[linux] TERM environment variable not set

I have a file.sh with this, when run show : TERM environment variable not set.

smbmount //172.16.44.9/APPS/Interfas/HERRAM/sc5 /mnt/siscont5 -o 
iocharset=utf8,username=backup,password=backup2011,r

if [ -f /mnt/siscont5/HER.TXT ]; then
    echo "No puedo actualizar ahora"
    umount /mnt/siscont5
else 
    if [ ! -f /home/emni/siscont5/S5.TXT ]; then
        echo "Puedo actualizar... "
        touch /home/emni/siscont5/HER.TXT
        touch /mnt/siscont5/SC5.TXT
        mv -f /home/emni/siscont5/CCORPOSD.DBF /mnt/siscont5
        mv -f /home/emni/siscont5/CCTRASD.DBF /mnt/siscont5
        rm /mnt/siscont5/SC5.TXT
        rm /home/emni/siscont5/HER.TXT
        echo "La actualizacion ha sido realizada..."
    else
        echo "No puedo actualizar ahora: Interfaz exportando..."
    fi
fi
umount /mnt/siscont5
echo "/mnt/siscont5 desmontada..."

This question is related to linux sh

The answer is


SOLVED: On Debian 10 by adding "EXPORT TERM=xterm" on the Script executed by CRONTAB (root) but executed as www-data.

$ crontab -e

*/15 * * * * /bin/su - www-data -s /bin/bash -c '/usr/local/bin/todos.sh'

FILE=/usr/local/bin/todos.sh

#!/bin/bash -p
export TERM=xterm && cd /var/www/dokuwiki/data/pages && clear && grep -r -h '|(TO-DO)' > /var/www/todos.txt && chmod 664 /var/www/todos.txt && chown www-data:www-data /var/www/todos.txt

Using a terminal command i.e. "clear", in a script called from cron (no terminal) will trigger this error message.
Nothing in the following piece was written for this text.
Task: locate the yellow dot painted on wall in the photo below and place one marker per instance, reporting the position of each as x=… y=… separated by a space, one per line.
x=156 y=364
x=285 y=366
In your particular script, the smbmount command expects a terminal in which case the work-arounds above are appropriate.


You've answered the question with this statement:

Cron calls this .sh every 2 minutes

Cron does not run in a terminal, so why would you expect one to be set?

The most common reason for getting this error message is because the script attempts to source the user's .profile which does not check that it's running in a terminal before doing something tty related. Workarounds include using a shebang line like:

#!/bin/bash -p

Which causes the sourcing of system-level profile scripts which (one hopes) does not attempt to do anything too silly and will have guards around code that depends on being run from a terminal.

If this is the entirety of the script, then the TERM error is coming from something other than the plain content of the script.